What stays deterministic: Source control, tests, verification steps, and release flow remain standard engineering process.

Human control: I still own architecture, tradeoffs, correctness, and whether the generated output is worth merging.

Guardrails: Ticket scope, isolated branches or worktrees, verification before and after changes, and no blind acceptance of generated code.

Concrete examples

The important part is not abstract belief. It is where these patterns show up in real work.

Dumadine operational reporting and support context

Context: A hospitality operating system only becomes automation-ready when ordering, kitchen flow, stock movement, and accounting behavior live in coherent system state.

Implementation shape: The engineering value is in preserving those boundaries so reporting, summaries, operator explanations, and support tooling can pull from actual product truth instead of stitched-together side systems.

AI role: AI fits at the explanation and synthesis layer: helping operators or support staff understand what happened across dense operational activity.

Engineering value: This reduces manual reconstruction work and makes downstream tooling more credible because it is grounded in the real system.

Issue-to-ticket-to-fix engineering flow

Context: A problem starts as an issue, support report, or implementation request and needs to become shippable engineering work.

Implementation shape: I use Linear, Git, isolated worktrees or branches, and AI-assisted exploration to turn vague reports into scoped execution, then verify changes before they move forward.

AI role: AI helps with codebase inspection, synthesis, draft implementation, and review support, not final authority.

Engineering value: The gain is less startup drag and cleaner execution without losing ownership or verification discipline.

Engineering review, synthesis, and planning flows

Context: Complex work often arrives as scattered code, docs, tickets, comments, and operational notes.

Implementation shape: I use AI to compress that mess into structured plans, review lenses, and implementation sequences, then execute through normal engineering controls.

AI role: The model helps with synthesis and candidate structure. The engineering judgment stays with me.

Engineering value: This is valuable because it converts vague or distributed context into faster, more reliable delivery.

Event-driven downstream actions from core system truth

Context: Operational systems need follow-on actions after the main transaction, but those actions should not become a second source of business truth.

Implementation shape: I prefer application state changes or domain events to trigger downstream workflows in n8n, Make, Zapier, or direct integration layers.

AI role: AI is optional here. The backbone is deterministic orchestration. AI is only added when a human-facing interpretation layer helps.

Engineering value: This keeps the system shape sane: the product owns truth, automation owns execution, and operators can still trace what happened.

Boundaries

I am not selling research credentials.
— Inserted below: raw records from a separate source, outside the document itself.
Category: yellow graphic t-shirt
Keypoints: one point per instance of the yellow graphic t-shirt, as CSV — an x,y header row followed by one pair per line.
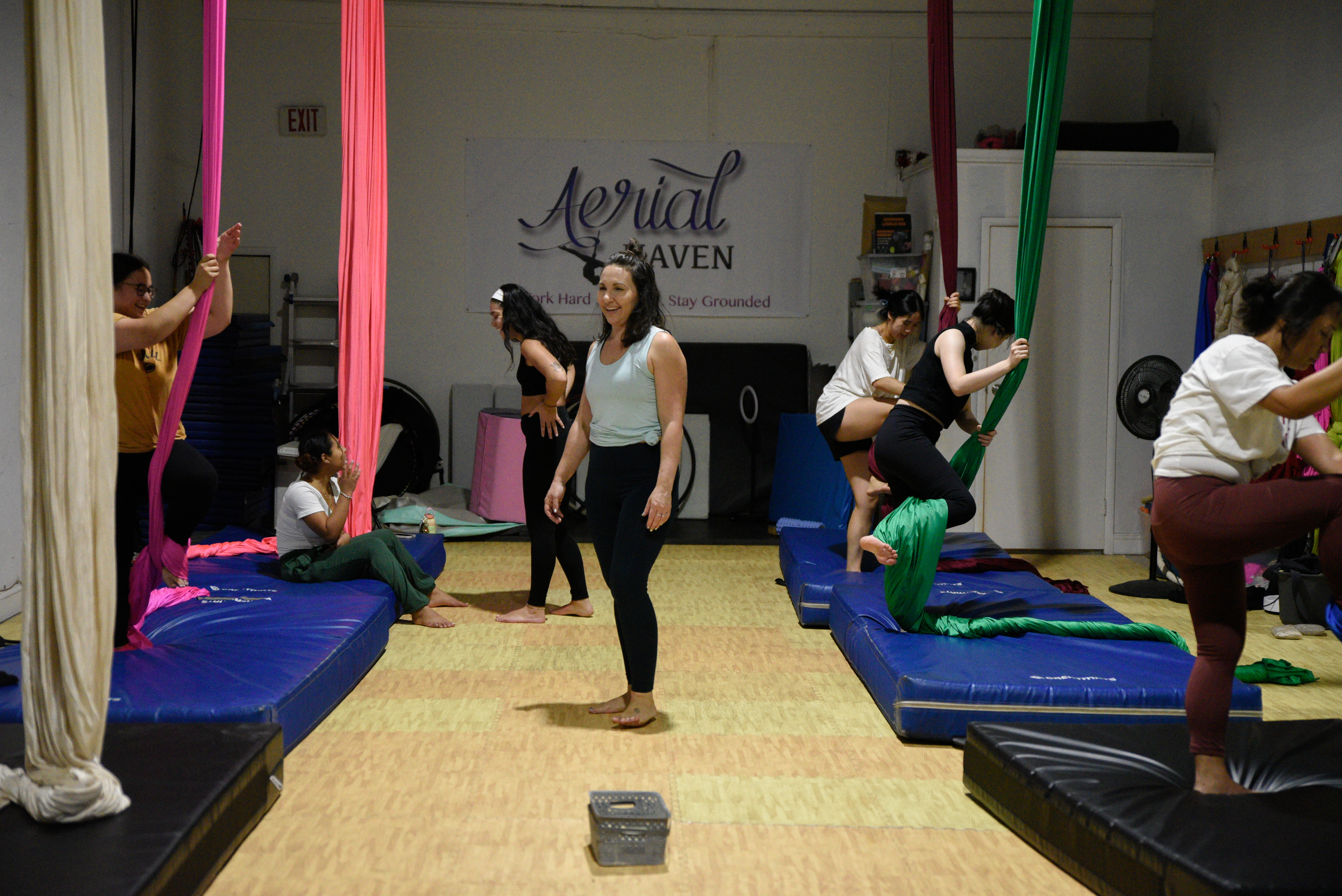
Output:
x,y
144,379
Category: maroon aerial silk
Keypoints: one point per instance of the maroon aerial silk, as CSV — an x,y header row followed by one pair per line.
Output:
x,y
363,246
163,552
941,101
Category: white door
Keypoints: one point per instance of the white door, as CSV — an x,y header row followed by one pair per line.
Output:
x,y
1045,475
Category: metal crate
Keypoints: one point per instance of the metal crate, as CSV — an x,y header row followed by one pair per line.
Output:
x,y
629,827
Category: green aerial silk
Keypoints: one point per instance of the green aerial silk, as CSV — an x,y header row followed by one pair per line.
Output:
x,y
909,583
916,529
1273,673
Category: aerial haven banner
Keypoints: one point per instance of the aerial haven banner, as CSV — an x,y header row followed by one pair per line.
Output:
x,y
727,226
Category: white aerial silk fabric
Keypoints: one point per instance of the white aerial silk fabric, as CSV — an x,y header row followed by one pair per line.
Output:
x,y
69,426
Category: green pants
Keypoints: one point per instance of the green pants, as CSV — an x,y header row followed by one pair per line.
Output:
x,y
378,554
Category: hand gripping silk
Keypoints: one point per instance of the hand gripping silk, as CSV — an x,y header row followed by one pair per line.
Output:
x,y
164,553
916,529
69,427
363,245
941,102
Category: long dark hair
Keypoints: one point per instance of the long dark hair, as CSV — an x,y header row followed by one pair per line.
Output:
x,y
647,313
898,304
1297,302
998,310
312,449
125,265
525,317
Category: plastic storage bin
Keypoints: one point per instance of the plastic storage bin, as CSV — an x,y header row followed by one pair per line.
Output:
x,y
629,827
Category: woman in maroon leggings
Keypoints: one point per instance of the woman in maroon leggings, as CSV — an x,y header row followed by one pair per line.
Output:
x,y
1235,416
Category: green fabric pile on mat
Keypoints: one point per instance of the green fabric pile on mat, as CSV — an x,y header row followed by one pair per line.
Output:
x,y
447,526
1273,673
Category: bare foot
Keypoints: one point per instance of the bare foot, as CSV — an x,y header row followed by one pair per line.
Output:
x,y
525,614
613,706
576,608
429,619
1214,777
639,713
442,599
885,553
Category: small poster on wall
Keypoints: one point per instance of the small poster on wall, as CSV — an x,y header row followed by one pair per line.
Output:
x,y
893,234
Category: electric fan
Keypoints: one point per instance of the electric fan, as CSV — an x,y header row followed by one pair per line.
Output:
x,y
1144,398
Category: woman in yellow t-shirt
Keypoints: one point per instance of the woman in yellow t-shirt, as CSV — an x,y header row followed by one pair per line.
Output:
x,y
148,343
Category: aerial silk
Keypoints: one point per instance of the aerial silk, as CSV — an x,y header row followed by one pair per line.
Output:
x,y
917,528
69,428
1204,332
363,245
163,552
941,102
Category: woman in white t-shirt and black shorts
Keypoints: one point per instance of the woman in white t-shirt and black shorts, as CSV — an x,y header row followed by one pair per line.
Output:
x,y
862,392
315,548
1235,416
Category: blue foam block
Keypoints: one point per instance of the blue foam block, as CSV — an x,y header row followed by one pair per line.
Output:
x,y
808,483
931,687
264,651
814,561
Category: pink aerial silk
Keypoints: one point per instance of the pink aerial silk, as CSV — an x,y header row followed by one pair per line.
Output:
x,y
941,101
164,553
235,549
363,245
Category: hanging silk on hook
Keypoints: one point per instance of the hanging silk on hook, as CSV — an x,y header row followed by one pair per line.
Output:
x,y
164,553
941,102
363,246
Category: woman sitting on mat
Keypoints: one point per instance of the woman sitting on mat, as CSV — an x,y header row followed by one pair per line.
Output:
x,y
936,396
148,343
1235,416
631,419
545,375
862,392
315,548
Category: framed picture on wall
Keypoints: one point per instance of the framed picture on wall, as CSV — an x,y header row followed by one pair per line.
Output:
x,y
967,284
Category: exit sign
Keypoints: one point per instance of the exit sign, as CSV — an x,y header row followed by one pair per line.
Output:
x,y
302,121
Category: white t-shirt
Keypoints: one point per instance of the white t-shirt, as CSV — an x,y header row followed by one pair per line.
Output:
x,y
1216,427
301,500
869,359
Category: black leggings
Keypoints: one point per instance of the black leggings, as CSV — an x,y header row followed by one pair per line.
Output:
x,y
549,540
188,489
618,487
908,457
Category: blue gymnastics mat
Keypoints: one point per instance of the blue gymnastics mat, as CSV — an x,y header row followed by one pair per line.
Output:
x,y
814,560
931,687
260,650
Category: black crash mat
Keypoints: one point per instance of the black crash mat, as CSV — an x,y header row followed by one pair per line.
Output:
x,y
1113,805
197,791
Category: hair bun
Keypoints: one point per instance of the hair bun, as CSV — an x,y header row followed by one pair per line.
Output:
x,y
635,249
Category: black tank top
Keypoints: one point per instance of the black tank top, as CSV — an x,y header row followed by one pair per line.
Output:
x,y
928,387
531,379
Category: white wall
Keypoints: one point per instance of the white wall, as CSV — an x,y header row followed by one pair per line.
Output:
x,y
1255,84
1164,203
14,223
850,84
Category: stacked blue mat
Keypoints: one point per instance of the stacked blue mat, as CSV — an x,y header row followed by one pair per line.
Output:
x,y
931,687
260,650
812,563
230,418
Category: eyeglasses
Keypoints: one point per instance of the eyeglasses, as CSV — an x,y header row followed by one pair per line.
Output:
x,y
141,290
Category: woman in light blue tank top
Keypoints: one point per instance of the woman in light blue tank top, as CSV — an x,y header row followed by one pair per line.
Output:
x,y
631,420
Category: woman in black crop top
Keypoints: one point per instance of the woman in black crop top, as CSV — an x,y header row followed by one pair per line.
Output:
x,y
939,395
545,375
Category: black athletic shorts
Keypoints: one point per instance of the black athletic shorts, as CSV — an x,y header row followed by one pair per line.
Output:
x,y
841,450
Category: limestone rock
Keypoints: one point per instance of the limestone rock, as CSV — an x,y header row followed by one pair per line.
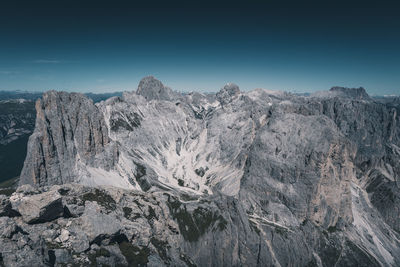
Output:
x,y
38,208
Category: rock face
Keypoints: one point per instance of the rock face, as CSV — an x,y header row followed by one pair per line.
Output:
x,y
257,178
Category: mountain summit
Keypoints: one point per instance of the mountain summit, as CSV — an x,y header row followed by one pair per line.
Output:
x,y
152,89
257,178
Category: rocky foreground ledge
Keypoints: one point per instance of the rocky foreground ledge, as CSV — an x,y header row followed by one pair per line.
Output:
x,y
74,225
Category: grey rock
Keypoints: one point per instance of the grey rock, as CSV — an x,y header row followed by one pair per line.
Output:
x,y
259,178
38,208
152,89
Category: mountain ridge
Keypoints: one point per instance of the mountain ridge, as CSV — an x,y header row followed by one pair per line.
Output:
x,y
256,174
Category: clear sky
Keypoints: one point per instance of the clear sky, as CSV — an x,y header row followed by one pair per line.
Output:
x,y
101,46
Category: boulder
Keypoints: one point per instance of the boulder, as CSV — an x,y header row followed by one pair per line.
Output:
x,y
39,208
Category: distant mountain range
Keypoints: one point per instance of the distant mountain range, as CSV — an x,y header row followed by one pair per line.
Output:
x,y
17,121
155,177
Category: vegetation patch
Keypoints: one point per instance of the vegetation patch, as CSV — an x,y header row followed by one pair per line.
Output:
x,y
187,260
102,198
127,212
193,225
135,256
332,229
254,227
161,247
102,252
152,214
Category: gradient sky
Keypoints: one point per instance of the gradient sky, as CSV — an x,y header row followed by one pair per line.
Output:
x,y
298,46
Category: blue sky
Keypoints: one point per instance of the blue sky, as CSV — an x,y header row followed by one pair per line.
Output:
x,y
107,46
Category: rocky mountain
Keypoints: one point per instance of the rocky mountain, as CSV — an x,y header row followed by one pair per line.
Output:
x,y
259,178
17,121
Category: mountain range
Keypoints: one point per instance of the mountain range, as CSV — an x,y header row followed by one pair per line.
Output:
x,y
156,177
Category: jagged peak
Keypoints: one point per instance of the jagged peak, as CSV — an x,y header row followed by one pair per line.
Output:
x,y
153,89
227,93
358,93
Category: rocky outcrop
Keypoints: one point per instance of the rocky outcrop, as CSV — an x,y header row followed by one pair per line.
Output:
x,y
70,134
38,208
152,89
235,178
356,93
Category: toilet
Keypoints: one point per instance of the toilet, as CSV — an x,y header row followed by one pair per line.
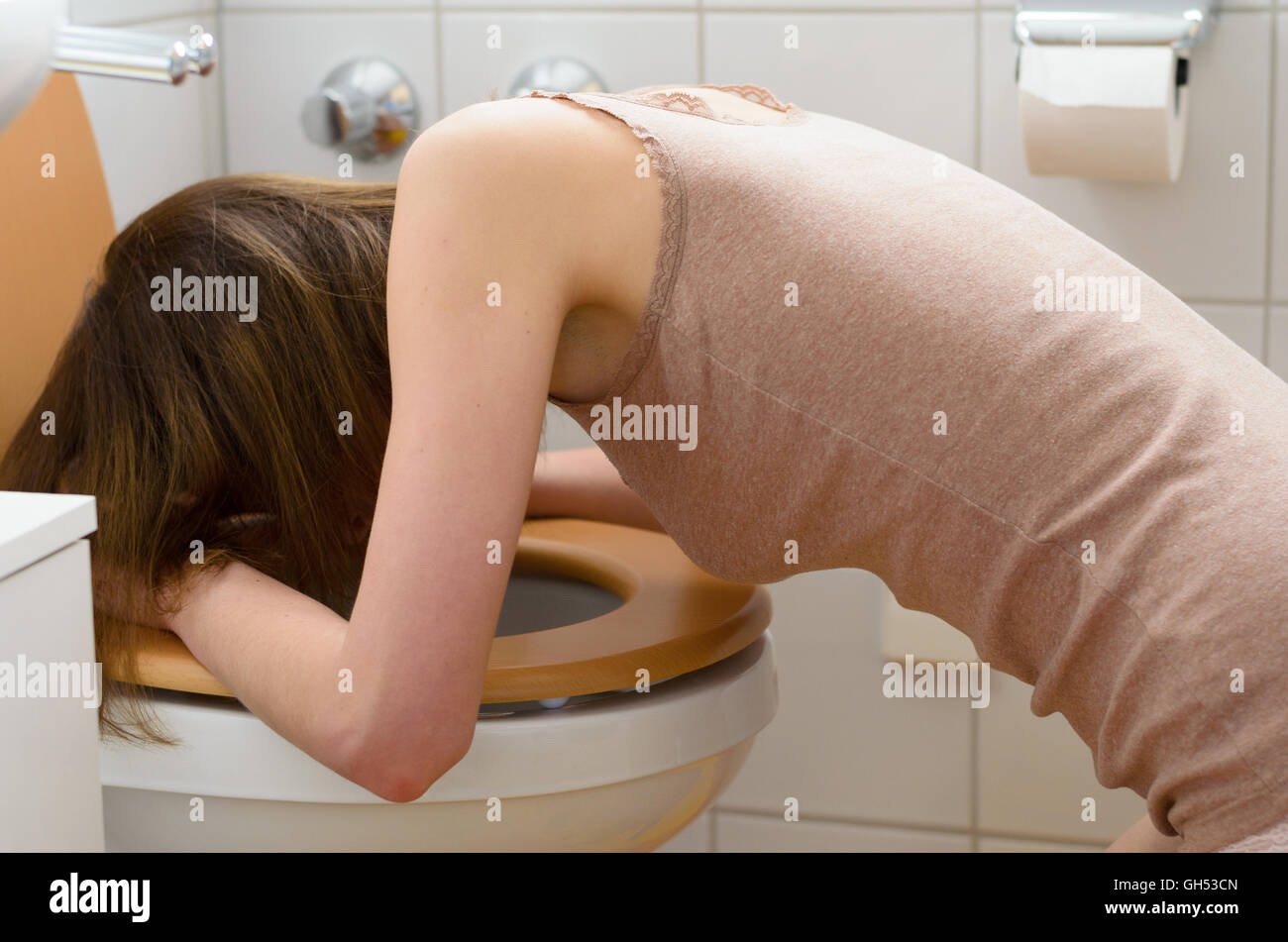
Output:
x,y
568,754
623,690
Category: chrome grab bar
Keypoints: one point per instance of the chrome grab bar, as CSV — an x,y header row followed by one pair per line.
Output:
x,y
129,54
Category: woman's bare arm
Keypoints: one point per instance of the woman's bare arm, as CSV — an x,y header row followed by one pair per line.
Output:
x,y
1144,838
501,222
583,482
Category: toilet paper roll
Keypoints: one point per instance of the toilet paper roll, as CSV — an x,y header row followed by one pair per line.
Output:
x,y
1103,112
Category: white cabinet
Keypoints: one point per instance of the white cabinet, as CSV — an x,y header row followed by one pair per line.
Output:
x,y
51,798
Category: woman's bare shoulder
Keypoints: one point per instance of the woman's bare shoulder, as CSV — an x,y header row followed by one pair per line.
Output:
x,y
576,166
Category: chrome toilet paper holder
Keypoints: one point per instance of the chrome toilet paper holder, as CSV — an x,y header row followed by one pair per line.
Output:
x,y
1180,24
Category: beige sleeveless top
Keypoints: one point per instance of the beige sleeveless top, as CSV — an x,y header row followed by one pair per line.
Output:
x,y
902,366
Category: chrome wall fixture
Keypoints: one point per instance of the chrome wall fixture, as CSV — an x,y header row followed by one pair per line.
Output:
x,y
1113,22
365,107
128,54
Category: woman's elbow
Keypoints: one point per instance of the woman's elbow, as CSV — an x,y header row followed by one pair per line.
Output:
x,y
403,769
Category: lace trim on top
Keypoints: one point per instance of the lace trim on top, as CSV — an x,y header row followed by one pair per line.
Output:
x,y
662,97
1274,839
669,254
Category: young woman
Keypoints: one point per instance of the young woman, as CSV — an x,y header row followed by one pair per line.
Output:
x,y
894,365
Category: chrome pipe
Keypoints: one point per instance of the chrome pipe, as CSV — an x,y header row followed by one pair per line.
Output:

I am selling applied engineering judgment.

The value is in building systems that can safely use automation and AI without letting either one become a hidden, unreviewable mess. That means clear ownership, narrow model responsibilities, deterministic system edges, and visible fallback behavior.

Practical outcomes

The point is better system behavior, less coordination drag, and clearer operational visibility.

I use automation and AI where they reduce manual reconstruction work, clarify system state, or speed up disciplined engineering execution. If they make the system harder to reason about, they do not belong there.